Alti funzionari dei servizi segreti dell’epoca, non le solite e rassicuranti schegge deviate o impazzite, ebbero l’ordine di trattare con Cutolo perché intervenisse sui brigatisti detenuti per la liberazione dell’esponente democristiano. E lo eseguirono. Vincenzo Casillo, da latitante, entrava e usciva dal carcere di Ascoli Piceno per incontrare il suo capo. Aveva in tasca un tesserino del Sismi, il servizio segreto estero. Alti esponenti della Democrazia Cristiana sollecitarono le trattative. Quello che appena tre anni prima la Dc non fece per Aldo Moro, fece per un oscuro ma potente esponente politico di provincia. I misteri del caso Cirillo sono tutti dentro sentenze e inchieste delle commissioni parlamentari.

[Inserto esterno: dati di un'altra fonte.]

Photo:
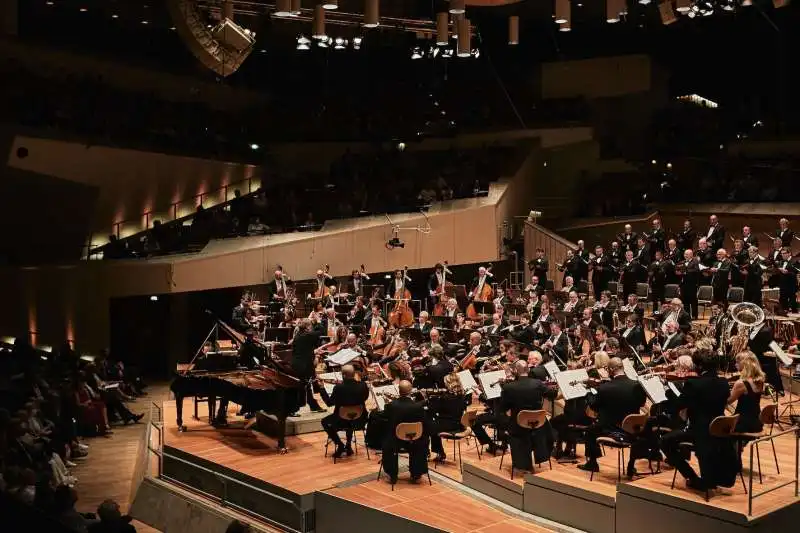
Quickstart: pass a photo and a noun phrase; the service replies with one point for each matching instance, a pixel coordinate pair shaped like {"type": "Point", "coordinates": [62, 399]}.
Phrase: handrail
{"type": "Point", "coordinates": [796, 482]}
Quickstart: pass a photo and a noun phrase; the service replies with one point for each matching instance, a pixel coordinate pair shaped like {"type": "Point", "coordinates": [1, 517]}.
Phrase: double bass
{"type": "Point", "coordinates": [483, 293]}
{"type": "Point", "coordinates": [441, 293]}
{"type": "Point", "coordinates": [402, 316]}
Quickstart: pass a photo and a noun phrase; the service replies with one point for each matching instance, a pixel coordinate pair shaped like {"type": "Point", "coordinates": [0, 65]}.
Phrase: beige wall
{"type": "Point", "coordinates": [597, 78]}
{"type": "Point", "coordinates": [130, 182]}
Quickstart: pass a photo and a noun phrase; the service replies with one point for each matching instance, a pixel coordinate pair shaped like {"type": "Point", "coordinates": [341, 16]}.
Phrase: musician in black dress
{"type": "Point", "coordinates": [753, 271]}
{"type": "Point", "coordinates": [305, 341]}
{"type": "Point", "coordinates": [445, 412]}
{"type": "Point", "coordinates": [690, 282]}
{"type": "Point", "coordinates": [348, 393]}
{"type": "Point", "coordinates": [704, 398]}
{"type": "Point", "coordinates": [788, 269]}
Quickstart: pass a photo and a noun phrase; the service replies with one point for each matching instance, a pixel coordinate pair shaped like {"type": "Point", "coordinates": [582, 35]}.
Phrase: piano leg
{"type": "Point", "coordinates": [179, 411]}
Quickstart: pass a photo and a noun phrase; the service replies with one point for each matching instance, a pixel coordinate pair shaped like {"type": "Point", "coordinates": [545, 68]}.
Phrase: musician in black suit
{"type": "Point", "coordinates": [760, 339]}
{"type": "Point", "coordinates": [784, 233]}
{"type": "Point", "coordinates": [305, 341]}
{"type": "Point", "coordinates": [404, 410]}
{"type": "Point", "coordinates": [657, 238]}
{"type": "Point", "coordinates": [720, 277]}
{"type": "Point", "coordinates": [748, 239]}
{"type": "Point", "coordinates": [557, 346]}
{"type": "Point", "coordinates": [690, 282]}
{"type": "Point", "coordinates": [787, 268]}
{"type": "Point", "coordinates": [601, 273]}
{"type": "Point", "coordinates": [614, 400]}
{"type": "Point", "coordinates": [539, 266]}
{"type": "Point", "coordinates": [704, 399]}
{"type": "Point", "coordinates": [277, 287]}
{"type": "Point", "coordinates": [348, 393]}
{"type": "Point", "coordinates": [686, 237]}
{"type": "Point", "coordinates": [526, 394]}
{"type": "Point", "coordinates": [627, 239]}
{"type": "Point", "coordinates": [753, 271]}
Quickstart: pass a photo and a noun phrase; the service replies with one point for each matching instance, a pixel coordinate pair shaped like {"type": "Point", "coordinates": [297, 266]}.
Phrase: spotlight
{"type": "Point", "coordinates": [394, 242]}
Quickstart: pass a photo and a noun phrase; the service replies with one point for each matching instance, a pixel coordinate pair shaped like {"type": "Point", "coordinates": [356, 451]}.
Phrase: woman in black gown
{"type": "Point", "coordinates": [746, 392]}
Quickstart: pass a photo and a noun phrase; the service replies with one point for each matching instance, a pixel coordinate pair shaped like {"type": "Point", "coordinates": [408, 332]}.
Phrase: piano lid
{"type": "Point", "coordinates": [267, 360]}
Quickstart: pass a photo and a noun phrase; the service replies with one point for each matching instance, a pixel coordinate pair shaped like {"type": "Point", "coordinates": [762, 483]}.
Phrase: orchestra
{"type": "Point", "coordinates": [400, 359]}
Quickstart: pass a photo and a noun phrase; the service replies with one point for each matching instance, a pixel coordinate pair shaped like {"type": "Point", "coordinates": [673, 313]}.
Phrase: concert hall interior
{"type": "Point", "coordinates": [333, 266]}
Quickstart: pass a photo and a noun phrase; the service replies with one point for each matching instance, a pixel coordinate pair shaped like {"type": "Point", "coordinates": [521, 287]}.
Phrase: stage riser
{"type": "Point", "coordinates": [500, 489]}
{"type": "Point", "coordinates": [570, 510]}
{"type": "Point", "coordinates": [633, 513]}
{"type": "Point", "coordinates": [160, 507]}
{"type": "Point", "coordinates": [335, 515]}
{"type": "Point", "coordinates": [213, 480]}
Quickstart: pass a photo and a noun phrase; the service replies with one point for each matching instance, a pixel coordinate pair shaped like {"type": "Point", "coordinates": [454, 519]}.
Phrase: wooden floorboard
{"type": "Point", "coordinates": [108, 471]}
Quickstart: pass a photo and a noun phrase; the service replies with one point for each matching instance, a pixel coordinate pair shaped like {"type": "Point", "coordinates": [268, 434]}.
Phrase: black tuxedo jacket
{"type": "Point", "coordinates": [617, 399]}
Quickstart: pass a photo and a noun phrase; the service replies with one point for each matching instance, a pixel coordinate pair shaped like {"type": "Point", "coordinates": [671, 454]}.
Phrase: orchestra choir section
{"type": "Point", "coordinates": [615, 377]}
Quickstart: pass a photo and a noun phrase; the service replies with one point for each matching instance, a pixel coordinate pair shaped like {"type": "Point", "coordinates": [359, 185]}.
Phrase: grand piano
{"type": "Point", "coordinates": [270, 387]}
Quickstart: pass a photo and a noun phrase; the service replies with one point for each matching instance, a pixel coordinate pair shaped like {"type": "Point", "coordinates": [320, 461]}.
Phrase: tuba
{"type": "Point", "coordinates": [747, 316]}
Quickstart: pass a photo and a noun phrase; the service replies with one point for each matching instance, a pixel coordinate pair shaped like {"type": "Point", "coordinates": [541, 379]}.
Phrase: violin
{"type": "Point", "coordinates": [402, 316]}
{"type": "Point", "coordinates": [483, 293]}
{"type": "Point", "coordinates": [441, 293]}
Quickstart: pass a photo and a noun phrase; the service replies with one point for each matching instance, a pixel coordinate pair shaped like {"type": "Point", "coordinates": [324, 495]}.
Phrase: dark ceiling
{"type": "Point", "coordinates": [743, 57]}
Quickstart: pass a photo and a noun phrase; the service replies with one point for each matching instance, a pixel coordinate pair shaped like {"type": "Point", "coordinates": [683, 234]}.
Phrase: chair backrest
{"type": "Point", "coordinates": [642, 290]}
{"type": "Point", "coordinates": [723, 426]}
{"type": "Point", "coordinates": [350, 412]}
{"type": "Point", "coordinates": [531, 419]}
{"type": "Point", "coordinates": [769, 414]}
{"type": "Point", "coordinates": [735, 294]}
{"type": "Point", "coordinates": [705, 292]}
{"type": "Point", "coordinates": [634, 424]}
{"type": "Point", "coordinates": [671, 290]}
{"type": "Point", "coordinates": [408, 431]}
{"type": "Point", "coordinates": [468, 418]}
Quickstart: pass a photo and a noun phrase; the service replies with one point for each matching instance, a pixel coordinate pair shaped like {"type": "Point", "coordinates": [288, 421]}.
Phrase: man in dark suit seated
{"type": "Point", "coordinates": [613, 401]}
{"type": "Point", "coordinates": [526, 394]}
{"type": "Point", "coordinates": [704, 398]}
{"type": "Point", "coordinates": [348, 393]}
{"type": "Point", "coordinates": [404, 410]}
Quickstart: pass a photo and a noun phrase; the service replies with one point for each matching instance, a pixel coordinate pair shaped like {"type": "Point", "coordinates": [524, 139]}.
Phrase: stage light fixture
{"type": "Point", "coordinates": [442, 28]}
{"type": "Point", "coordinates": [372, 14]}
{"type": "Point", "coordinates": [513, 30]}
{"type": "Point", "coordinates": [458, 7]}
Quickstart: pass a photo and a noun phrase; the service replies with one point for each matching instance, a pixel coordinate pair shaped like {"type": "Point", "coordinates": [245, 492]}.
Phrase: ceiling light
{"type": "Point", "coordinates": [372, 14]}
{"type": "Point", "coordinates": [318, 23]}
{"type": "Point", "coordinates": [283, 8]}
{"type": "Point", "coordinates": [457, 7]}
{"type": "Point", "coordinates": [513, 30]}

Nessuno dei protagonisti di quella trattativa ha mai voluto raccontare tutta la verità. Nel corso degli anni, Cutolo ha solo lanciato messaggi. «Potevo salvare Moro, mi hanno fermato». «Cirillo dice di non conoscermi? Certo che ha una bella faccia tosta».

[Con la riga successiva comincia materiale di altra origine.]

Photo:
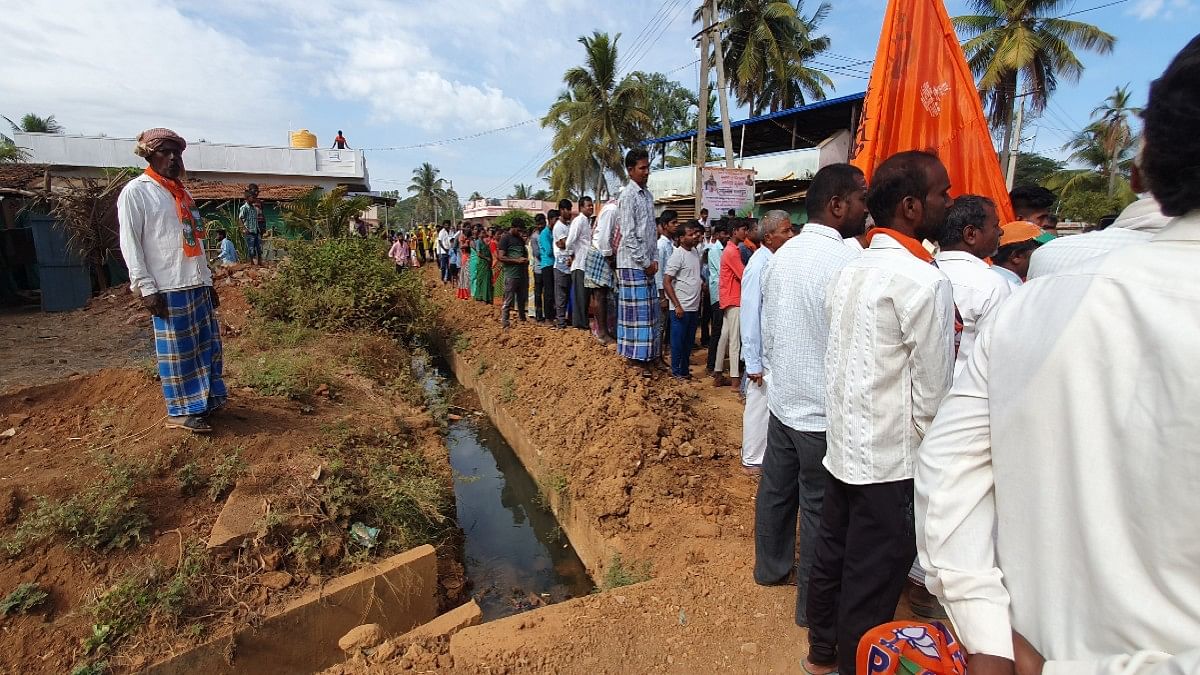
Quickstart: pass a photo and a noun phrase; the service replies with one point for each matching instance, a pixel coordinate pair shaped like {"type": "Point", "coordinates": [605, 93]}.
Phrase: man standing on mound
{"type": "Point", "coordinates": [162, 240]}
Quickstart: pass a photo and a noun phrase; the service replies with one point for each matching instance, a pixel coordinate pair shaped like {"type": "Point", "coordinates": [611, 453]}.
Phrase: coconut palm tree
{"type": "Point", "coordinates": [430, 191]}
{"type": "Point", "coordinates": [594, 119]}
{"type": "Point", "coordinates": [766, 45]}
{"type": "Point", "coordinates": [1021, 47]}
{"type": "Point", "coordinates": [1116, 137]}
{"type": "Point", "coordinates": [35, 124]}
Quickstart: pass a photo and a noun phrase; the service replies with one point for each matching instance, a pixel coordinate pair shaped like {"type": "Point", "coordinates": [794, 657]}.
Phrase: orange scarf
{"type": "Point", "coordinates": [185, 208]}
{"type": "Point", "coordinates": [909, 243]}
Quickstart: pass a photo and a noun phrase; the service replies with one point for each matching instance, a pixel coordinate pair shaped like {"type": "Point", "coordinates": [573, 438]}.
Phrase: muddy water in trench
{"type": "Point", "coordinates": [516, 555]}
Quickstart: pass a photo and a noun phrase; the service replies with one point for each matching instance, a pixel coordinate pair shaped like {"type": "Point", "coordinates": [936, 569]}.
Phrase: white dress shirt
{"type": "Point", "coordinates": [601, 236]}
{"type": "Point", "coordinates": [1056, 493]}
{"type": "Point", "coordinates": [977, 292]}
{"type": "Point", "coordinates": [751, 310]}
{"type": "Point", "coordinates": [636, 216]}
{"type": "Point", "coordinates": [1135, 225]}
{"type": "Point", "coordinates": [579, 240]}
{"type": "Point", "coordinates": [889, 360]}
{"type": "Point", "coordinates": [153, 240]}
{"type": "Point", "coordinates": [795, 328]}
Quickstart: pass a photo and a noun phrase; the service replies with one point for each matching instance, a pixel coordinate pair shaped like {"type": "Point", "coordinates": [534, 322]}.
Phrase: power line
{"type": "Point", "coordinates": [457, 138]}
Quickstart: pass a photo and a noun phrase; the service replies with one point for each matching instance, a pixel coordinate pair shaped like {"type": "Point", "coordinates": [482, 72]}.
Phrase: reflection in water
{"type": "Point", "coordinates": [516, 555]}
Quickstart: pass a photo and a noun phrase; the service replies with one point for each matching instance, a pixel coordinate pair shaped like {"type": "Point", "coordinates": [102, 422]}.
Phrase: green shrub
{"type": "Point", "coordinates": [103, 517]}
{"type": "Point", "coordinates": [345, 284]}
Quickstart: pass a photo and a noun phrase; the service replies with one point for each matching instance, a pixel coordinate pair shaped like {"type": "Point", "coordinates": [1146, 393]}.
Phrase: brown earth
{"type": "Point", "coordinates": [64, 428]}
{"type": "Point", "coordinates": [658, 461]}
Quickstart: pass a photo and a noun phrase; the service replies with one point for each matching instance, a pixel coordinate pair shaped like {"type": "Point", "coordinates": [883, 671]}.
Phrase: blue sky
{"type": "Point", "coordinates": [400, 73]}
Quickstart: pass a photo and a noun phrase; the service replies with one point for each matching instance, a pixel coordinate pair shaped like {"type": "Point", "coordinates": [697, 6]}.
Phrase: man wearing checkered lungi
{"type": "Point", "coordinates": [637, 303]}
{"type": "Point", "coordinates": [162, 242]}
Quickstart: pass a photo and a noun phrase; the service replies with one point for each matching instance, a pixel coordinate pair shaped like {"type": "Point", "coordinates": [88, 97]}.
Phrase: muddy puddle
{"type": "Point", "coordinates": [515, 553]}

Ciro Cirillo, morto quattro anni fa, ha rassicurato tutti sulla sua fedeltà e sul suo silenzio, ma con un avvertimento affidato in una intervista di 11 anni fa alla penna di Giuseppe D’Avanzo. «La verità sul mio sequestro la tengo per me. Ho scritto tutto in una quarantina di pagine che ho consegnato al notaio. Dopo la mia morte si vedrà».

Quelle pagine non sono mai state rese pubbliche. Non si sa neppure se esistano davvero.

I rapporti con le Br

Esisteva il dossier sulla trattativa scritto dal capo della Mobile di Napoli Antonio Ammaturo. Stava indagando su quella sporca faccenda, era “antipatico” a Cutolo (per i blitz nella sua casa di Ottaviano e perché un giorno lo definì «un povero buffone»), odiato dalle Brigate rosse. «Ho scoperto cose che faranno tremare l’Italia. Ho mandato un dossier a Roma», confidò il commissario in una telefonata al fratello Grazio.

Il 15 luglio 1982 venne ucciso da un commando Br. I brigatisti feriti ricevettero cure e appoggi logistici dalla camorra. Nessuno di loro ha mai voluto parlare della trattativa per la liberazione di Cirillo. Neppure dell’uso dei soldi del riscatto, 2 miliardi e mezzo, e dell’elenco di magistrati, poliziotti e altri “obiettivi” da eliminare fornito dalla camorra ai terroristi. Quel dossier spedito dal commissario Ammaturo, a Roma non arrivò mai. Il fratello Grazio, qualche anno dopo, morì in un incidente d’auto in Tunisia. Il quadro delle complicità fu ricostruito dall’allora giudice istruttore Carlo Alemi in una istruttoria di rinvio a giudizio di 1600 pagine. Contro di lui si mossero le corazzate del potere. Era il 3 agosto 1988, quando il Parlamento si riunì per discutere la richiesta di dimissioni di Antonio Gava da ministro dell’Interno. Il presidente del Consiglio dell’epoca, Ciriaco De Mita, definì Alemi «un giudice che si è posto al di fuori del circuito costituzionale». Antonio Gava era seduto sui banchi del governo. Sorridente.

Un boss

Muore Raffaele Cutolo che in vita fu un ingranaggio di quel complesso potere italiano che mette insieme criminalità, Stato, politica e interessi economici. Porta con sé i segreti di un pezzo della storia che segnano ancora pesantemente il presente dell’Italia. Lui era un boss e non aveva l’obbligo morale di parlare. I personaggi politici ancora in vita, gli alti funzionari che sanno come andarono le cose, potrebbero dire la verità. Dimostrare di essere, almeno una volta nella vita, uomini delle istituzioni.